Following the rise and fall of e-sports gambling within the Counter-Strike: Global Offensive community, some of the gambling operators have attempted to go legit. This includes attempting to get licenses and influence from actual gambling sanctions in various regions to allow for safe, legal betting on skins and other items for games like Counter-Strike. Well, when the Australian government was approached about it, they quickly shot it down.
New Zealand’s Telkom Gaming did a quick write-up on the news based on an even briefer report by ABC News (the Australian version). After being approached by some in order to legalize video game gambling in Australia, Consumer and Business Affairs Minister John Rau shot down the idea, stating…
“Children are particularly vulnerable to the attraction of gambling on sporting contests conducted on the platform of video games,”
“The Government is determined to keep our children cyber-safe. We do not want them to be introduced to gambling under the guise of a game.”

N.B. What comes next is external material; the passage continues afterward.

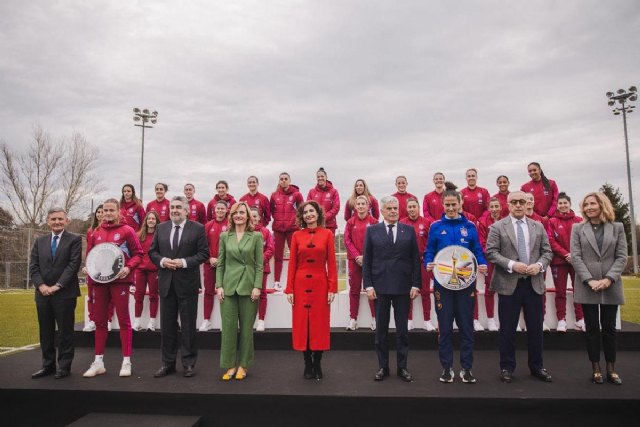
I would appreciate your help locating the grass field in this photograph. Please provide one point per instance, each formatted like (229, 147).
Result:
(19, 324)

It’s the “think of the children response”.
However, they can’t be blamed for taking this approach because that’s literally what some YouTubers were doing with the promotion of illegal gambling services for Counter-Strike: Global Offensive. The YouTubers who ran or had some sort of business affiliation with the gambling outlets were promoting the the services through their YouTube and Twitch channels where majority of their audience happened to be young gamers.
Soliciting gambling services to underage persons is illegal in most states (and countries), so as you can imagine certain YouTubers came under foul and fire from lawyers and federal commissions alike.

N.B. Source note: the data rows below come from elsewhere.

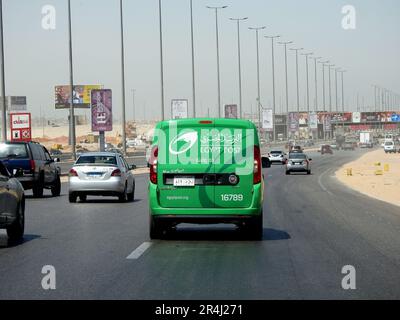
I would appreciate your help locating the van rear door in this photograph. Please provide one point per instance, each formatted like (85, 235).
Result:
(185, 172)
(234, 168)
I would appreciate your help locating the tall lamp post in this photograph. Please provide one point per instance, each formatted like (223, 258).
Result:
(193, 69)
(218, 71)
(316, 82)
(297, 75)
(238, 20)
(123, 80)
(273, 86)
(257, 29)
(161, 61)
(286, 87)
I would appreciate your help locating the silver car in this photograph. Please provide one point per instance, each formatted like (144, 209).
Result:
(298, 162)
(101, 174)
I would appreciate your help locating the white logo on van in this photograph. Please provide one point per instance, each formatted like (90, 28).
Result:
(190, 138)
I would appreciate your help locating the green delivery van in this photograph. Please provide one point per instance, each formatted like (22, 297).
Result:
(206, 171)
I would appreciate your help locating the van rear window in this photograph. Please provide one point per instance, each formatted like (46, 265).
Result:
(13, 151)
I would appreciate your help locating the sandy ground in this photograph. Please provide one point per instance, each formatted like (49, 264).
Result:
(384, 187)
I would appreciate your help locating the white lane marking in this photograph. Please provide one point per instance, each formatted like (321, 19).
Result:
(321, 184)
(139, 251)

Given Australia’s strict rules and regulations on gaming in the region, it’s completely unsurprising that they would prohibit legal gambling rings within the region for betting on e-sports and gaming competitions.
For now, various legal and government agencies have been looking into the gambling rings surrounding Counter-Strike: Global Offensive. Valve has also begun cracking down on gambling rings using the OpenID API, advising these outlets to cease and desist their operations.